Hillbilly Elegy by J.D. Vance
Maren Wong, 11th Grade
J.D. Vance's famed bestseller Hillbilly Elegy is subtitled A Memoir of a Family and Culture in Crisis. And, indeed, Vance seamlessly blends the familial and the cultural: framing the violence, drug addiction, and economic uncertainty that plagues his own family within the context of the Appalachian "hillbilly" culture in which he grew up. He pulls on scientific and sociological studies liberally and effectively as he paints a picture of lower-class white life in the Rust Belt. He portrays, with broad and easy-to-follow strokes, his social climb from rural Ohio to Yale Law School; he suggests policy changes that would ease others' paths up the socioeconomic ladder.
But I finished Hillbilly Elegy wishing that Vance had told the tale not only of a family and culture in crisis but also of a person in crisis. The word "memoir" is derived from the French word for memory; and I wish that Vance had plumbed his memory for a psychological as well as sociological understanding of self. He lacks - and, at times, outright rejects - introspection. In doing so, he fails to fully elucidate a path forward for the many "hill people" whom he hopes to uplift.
Readers reach page 226 before Vance first acknowledges his inability to engage with his own emotions. After a fight with Usha (his then-girlfriend, now wife), he realizes that he needs to address the destructive behaviors he learned from his own parents in order to have a successful adult relationship. My thought, as I read this: yay! But Vance continues: "I tried to go to a counselor, but it was too weird. Talking to some stranger about my feelings just made me want to vomit. I did go to the library, and I learned that behavior I considered commonplace was the subject of pretty intense academic study."
And then Vance proceeds to tell us the exact details of this academic study. He gives his family members a quiz - making them rate, on a scale of 1-7, the number of traumatic experiences they had as children. He engages quantitatively, rather than qualitatively, with his own feelings. He doesn't think about his trauma; he counts it. Faced with the prospect of introspection, he decides instead to read a book. And of course, books can often help us look inside ourselves. But Vance takes an academic study as a substitute, rather than an aid, for self-study. And in doing so, he unwittingly sacrifices a revealing interview with the one person whose voice might have made Hillbilly Elegy truly extraordinary: J.D. Vance. Evading himself, Vance loses out - and so does his wife Usha.

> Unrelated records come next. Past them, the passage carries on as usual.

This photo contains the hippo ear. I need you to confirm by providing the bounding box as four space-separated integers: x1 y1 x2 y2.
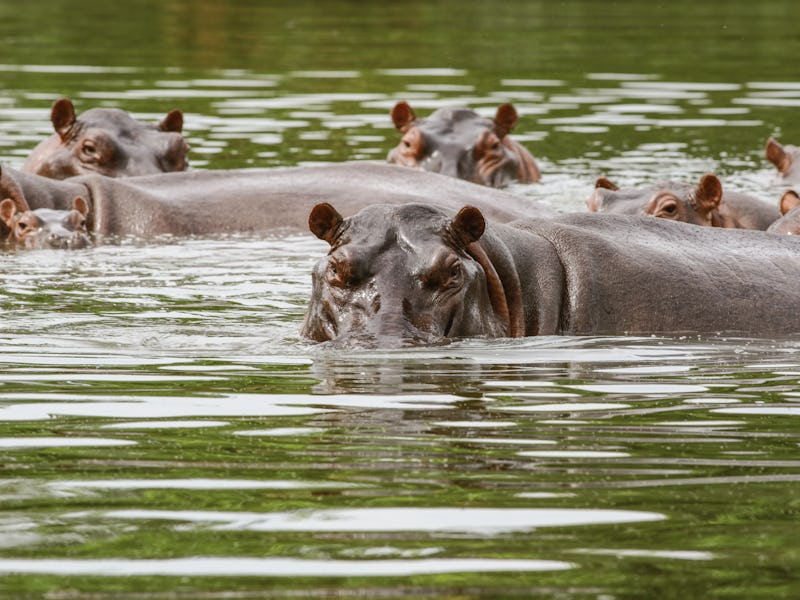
766 137 791 172
0 165 30 214
494 104 519 139
72 196 90 217
391 102 416 132
450 206 486 248
159 109 184 133
51 98 77 140
308 202 343 244
595 176 619 191
0 198 17 228
780 190 800 216
693 174 723 215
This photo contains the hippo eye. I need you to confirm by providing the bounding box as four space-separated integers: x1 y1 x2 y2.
82 141 98 158
661 203 678 216
16 222 27 232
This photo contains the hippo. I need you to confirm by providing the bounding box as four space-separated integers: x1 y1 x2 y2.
0 162 554 241
21 98 189 179
301 202 800 346
387 101 540 187
765 137 800 185
766 190 800 234
0 195 90 250
585 174 779 230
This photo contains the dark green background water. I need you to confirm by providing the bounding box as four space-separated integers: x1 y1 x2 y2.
1 2 800 599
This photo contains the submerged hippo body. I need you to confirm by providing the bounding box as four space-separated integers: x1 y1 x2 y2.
0 196 90 249
765 137 800 185
387 102 540 187
302 202 800 346
1 162 554 241
22 98 189 179
586 174 779 230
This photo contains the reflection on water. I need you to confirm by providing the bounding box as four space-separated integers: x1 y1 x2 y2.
2 3 800 597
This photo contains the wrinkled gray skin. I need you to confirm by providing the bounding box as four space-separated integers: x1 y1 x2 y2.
21 98 189 179
302 202 800 347
387 102 540 187
0 196 90 250
765 137 800 185
585 173 779 230
0 162 554 241
767 190 800 234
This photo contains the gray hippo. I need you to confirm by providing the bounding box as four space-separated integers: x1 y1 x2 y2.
585 174 779 230
0 162 554 241
387 102 540 187
765 137 800 185
21 98 189 179
767 190 800 234
0 195 90 250
302 202 800 346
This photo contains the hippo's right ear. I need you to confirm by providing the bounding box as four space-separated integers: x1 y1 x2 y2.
780 190 800 216
766 137 791 172
391 102 416 132
0 198 18 228
308 202 343 244
693 174 723 215
51 98 77 140
595 176 619 191
450 205 486 247
159 109 184 133
494 104 519 139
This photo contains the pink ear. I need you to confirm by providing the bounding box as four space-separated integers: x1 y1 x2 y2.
494 104 519 139
595 176 619 191
0 198 17 228
72 196 90 217
51 98 77 140
159 109 183 133
780 190 800 215
694 174 723 214
391 101 416 131
765 137 790 171
451 205 485 247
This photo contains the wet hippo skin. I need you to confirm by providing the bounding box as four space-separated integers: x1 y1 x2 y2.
585 173 779 230
21 98 189 179
1 162 555 240
387 102 540 187
302 202 800 346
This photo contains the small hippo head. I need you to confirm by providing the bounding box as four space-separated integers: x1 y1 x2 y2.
0 196 91 250
766 137 800 185
22 98 190 179
387 102 540 187
302 202 520 347
767 190 800 235
586 174 723 227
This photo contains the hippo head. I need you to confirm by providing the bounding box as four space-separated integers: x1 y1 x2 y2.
302 202 522 347
22 98 190 179
766 137 800 185
0 195 91 249
386 102 540 187
586 174 723 226
767 190 800 235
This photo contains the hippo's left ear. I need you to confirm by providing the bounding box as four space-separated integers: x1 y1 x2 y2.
159 109 184 133
494 104 519 139
0 198 18 228
308 202 343 245
72 196 90 217
766 137 791 172
391 102 416 132
693 174 723 215
450 205 485 248
51 98 77 140
780 190 800 216
595 176 619 191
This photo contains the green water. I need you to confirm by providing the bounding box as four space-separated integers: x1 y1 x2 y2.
1 1 800 598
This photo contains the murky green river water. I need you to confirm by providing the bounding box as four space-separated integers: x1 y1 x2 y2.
1 1 800 598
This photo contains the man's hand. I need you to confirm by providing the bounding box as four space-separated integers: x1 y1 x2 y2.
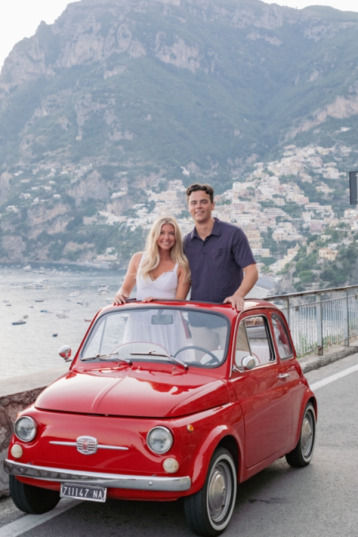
223 294 245 311
224 264 258 310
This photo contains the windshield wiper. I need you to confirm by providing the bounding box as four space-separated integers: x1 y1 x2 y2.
131 350 188 370
82 352 132 364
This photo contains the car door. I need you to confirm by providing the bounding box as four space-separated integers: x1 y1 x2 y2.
230 313 294 469
270 312 307 440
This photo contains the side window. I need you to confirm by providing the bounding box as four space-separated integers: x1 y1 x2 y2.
235 322 251 365
272 314 293 360
245 316 273 364
235 316 274 366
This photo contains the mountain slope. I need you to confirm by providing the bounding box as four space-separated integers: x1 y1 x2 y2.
0 0 357 287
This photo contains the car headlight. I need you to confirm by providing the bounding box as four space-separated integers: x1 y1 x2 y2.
14 416 37 442
147 426 173 454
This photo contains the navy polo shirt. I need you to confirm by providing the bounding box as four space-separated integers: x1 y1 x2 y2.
183 218 256 303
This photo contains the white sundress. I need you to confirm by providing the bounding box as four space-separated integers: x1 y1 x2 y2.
122 259 190 355
136 259 179 300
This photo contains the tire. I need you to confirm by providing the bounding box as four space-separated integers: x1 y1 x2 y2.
184 448 237 537
286 402 316 468
9 475 60 514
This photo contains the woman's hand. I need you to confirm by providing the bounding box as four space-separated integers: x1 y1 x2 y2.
114 291 129 305
113 252 142 305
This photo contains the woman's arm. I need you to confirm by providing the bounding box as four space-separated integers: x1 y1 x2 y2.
114 252 142 304
175 266 191 300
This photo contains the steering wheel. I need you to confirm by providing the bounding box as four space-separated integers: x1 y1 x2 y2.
174 345 221 365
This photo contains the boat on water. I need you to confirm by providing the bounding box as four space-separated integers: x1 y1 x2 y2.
97 285 109 295
12 320 26 326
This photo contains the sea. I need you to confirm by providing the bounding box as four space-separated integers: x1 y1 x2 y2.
0 264 123 380
0 264 272 381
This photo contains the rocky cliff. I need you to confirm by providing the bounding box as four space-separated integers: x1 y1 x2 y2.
0 0 358 282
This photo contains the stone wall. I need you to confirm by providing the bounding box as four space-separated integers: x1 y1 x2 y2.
0 388 43 498
0 367 66 499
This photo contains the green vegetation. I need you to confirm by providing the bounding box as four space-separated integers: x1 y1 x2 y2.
287 229 358 291
0 0 358 278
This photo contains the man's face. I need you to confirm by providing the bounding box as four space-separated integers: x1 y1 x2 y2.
187 190 215 224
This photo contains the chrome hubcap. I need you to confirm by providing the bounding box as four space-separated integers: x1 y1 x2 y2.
208 462 232 522
301 412 314 457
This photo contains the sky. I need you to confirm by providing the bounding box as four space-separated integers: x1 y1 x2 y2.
0 1 358 70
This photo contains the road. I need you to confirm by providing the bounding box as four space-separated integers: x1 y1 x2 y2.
1 353 357 537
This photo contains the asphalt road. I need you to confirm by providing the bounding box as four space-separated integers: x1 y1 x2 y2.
1 353 357 537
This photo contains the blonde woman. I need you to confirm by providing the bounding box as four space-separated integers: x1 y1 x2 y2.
114 216 190 304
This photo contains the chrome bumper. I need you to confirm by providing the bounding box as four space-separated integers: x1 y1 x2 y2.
3 459 191 492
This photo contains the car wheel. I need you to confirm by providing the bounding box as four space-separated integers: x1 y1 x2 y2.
10 475 60 514
286 402 316 468
184 447 237 537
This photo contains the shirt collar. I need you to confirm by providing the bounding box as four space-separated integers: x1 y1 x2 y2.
190 217 222 240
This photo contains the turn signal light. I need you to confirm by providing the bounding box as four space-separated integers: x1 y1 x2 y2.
11 444 23 459
163 458 179 474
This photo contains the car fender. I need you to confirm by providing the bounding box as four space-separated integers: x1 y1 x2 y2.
188 424 242 494
292 389 317 448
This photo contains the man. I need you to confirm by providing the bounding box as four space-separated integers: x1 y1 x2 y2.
184 183 258 311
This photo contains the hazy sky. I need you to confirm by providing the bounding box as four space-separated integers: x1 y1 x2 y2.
0 0 358 70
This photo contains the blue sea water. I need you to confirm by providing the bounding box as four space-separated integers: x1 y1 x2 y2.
0 264 271 380
0 265 123 380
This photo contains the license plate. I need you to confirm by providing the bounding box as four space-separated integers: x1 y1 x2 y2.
60 483 107 503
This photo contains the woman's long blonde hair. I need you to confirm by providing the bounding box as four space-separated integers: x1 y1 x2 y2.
138 216 190 281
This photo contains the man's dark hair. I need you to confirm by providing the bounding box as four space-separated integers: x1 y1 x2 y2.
186 183 214 203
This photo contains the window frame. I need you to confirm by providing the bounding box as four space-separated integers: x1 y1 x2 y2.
234 313 276 369
270 313 294 361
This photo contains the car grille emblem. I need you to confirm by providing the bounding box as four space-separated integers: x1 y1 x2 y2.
76 436 98 455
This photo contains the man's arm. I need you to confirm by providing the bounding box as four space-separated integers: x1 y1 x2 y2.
223 263 259 310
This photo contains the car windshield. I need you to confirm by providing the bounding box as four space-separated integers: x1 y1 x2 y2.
80 307 229 368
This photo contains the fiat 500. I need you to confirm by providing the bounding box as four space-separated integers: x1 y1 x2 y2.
4 299 316 536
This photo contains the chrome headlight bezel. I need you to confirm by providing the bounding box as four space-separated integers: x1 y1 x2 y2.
14 416 37 442
147 426 173 454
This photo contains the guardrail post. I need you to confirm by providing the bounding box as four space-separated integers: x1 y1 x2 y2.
266 284 358 358
344 290 349 346
285 297 290 326
316 294 323 355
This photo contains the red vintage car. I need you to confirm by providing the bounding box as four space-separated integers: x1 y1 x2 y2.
4 299 316 536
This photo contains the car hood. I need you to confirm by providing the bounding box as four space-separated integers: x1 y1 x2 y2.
35 368 230 418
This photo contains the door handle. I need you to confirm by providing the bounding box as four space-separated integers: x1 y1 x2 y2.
278 373 289 380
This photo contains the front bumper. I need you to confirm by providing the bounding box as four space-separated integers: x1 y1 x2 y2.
3 459 191 492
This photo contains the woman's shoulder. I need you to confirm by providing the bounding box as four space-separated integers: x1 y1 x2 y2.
177 263 190 279
129 251 144 268
132 251 144 260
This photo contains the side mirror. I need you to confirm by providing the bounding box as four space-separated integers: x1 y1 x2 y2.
59 345 72 362
241 355 259 370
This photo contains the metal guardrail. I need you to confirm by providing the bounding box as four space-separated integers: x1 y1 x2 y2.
266 285 358 357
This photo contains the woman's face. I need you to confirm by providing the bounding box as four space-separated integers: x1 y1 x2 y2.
157 223 176 251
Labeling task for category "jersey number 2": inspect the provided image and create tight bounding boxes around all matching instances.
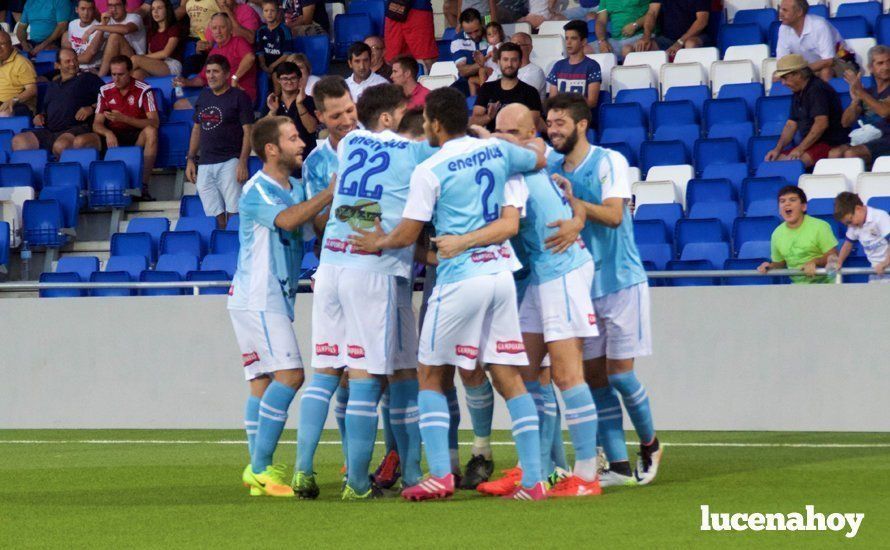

"The sad fact is that I couldn't [fight my demons] without Usha. Even at my best, I'm a delayed explosion-I can be defused, but only with skill and precision. It's not just that I've learned to control myself but that Usha has learned to manage me." Vance has learned to control himself; he hasn't learned about himself. He is, he admits, "a delayed explosion" - and what's more, he's fine keeping it that way. In a deeply-uncomfortable expression of race and gender dynamics, Usha - an Indian American woman - is basically expected to be an instruction manual entitled How to Keep J.D. Vance from Blowing Up. She's also expected to be the mechanic who, "with skill and precision," follows this manual. Uh, what wife wants to "manage" her husband? Her husband who compares himself to a dangerous explosion?
Vance's lack of introspection enables a royally-screwed-up understanding of gender and race that casts an inescapable pall on what would otherwise be a compelling memoir. (Though I should, by page 230, have known that Vance lacks an appreciation for the intersection of race, class, caste, and gender. He writes in his intro: "I hope readers of this book will be able to take from it an appreciation of how class and family affect the poor without filtering their views through a racial prism." A difficult feat, when discussing the American working class.) Perhaps because of this narrow understanding of class and caste, Vance speaks in platitudes about the "American Dream" that again suggest his dearth of introspective depth.
"I was upwardly mobile. I had made it. I had achieved the American Dream. Or at least that's how it looked to an outsider." Vance ticks all the boxes, tells us all the logical reasons about why and how he "made it": his supportive grandmother, his grandfather's love for learning, his time in the military. And while he emphasizes that his "storybook" social climb only appears fairytale- esque "to an outsider," he himself also seems to prefer this vision of his own life - in which socioeconomic success is achieved and the rest of his life is just gravy. (Because, you know, he has his wife to make sure he doesn't explode). It's as though Vance looks at himself from a distance, as "the guy who achieved the American Dream." He provides politicians with policy solutions to help "hill people" like him achieve the Dream; but, by avoiding any explorations of an inward, psychological journey, I fear that he fails to provide those same "hill people" with spiritual guidance.
He maintains the outsider's distance from himself. He wants to vomit when he thinks about his feelings. He depends on his wife to help him exert self-control. I finished Hillbilly Elegy grateful for Vance's in-depth portrait of a family and culture in crisis. And I finished wishing more for Usha, and for Vance himself.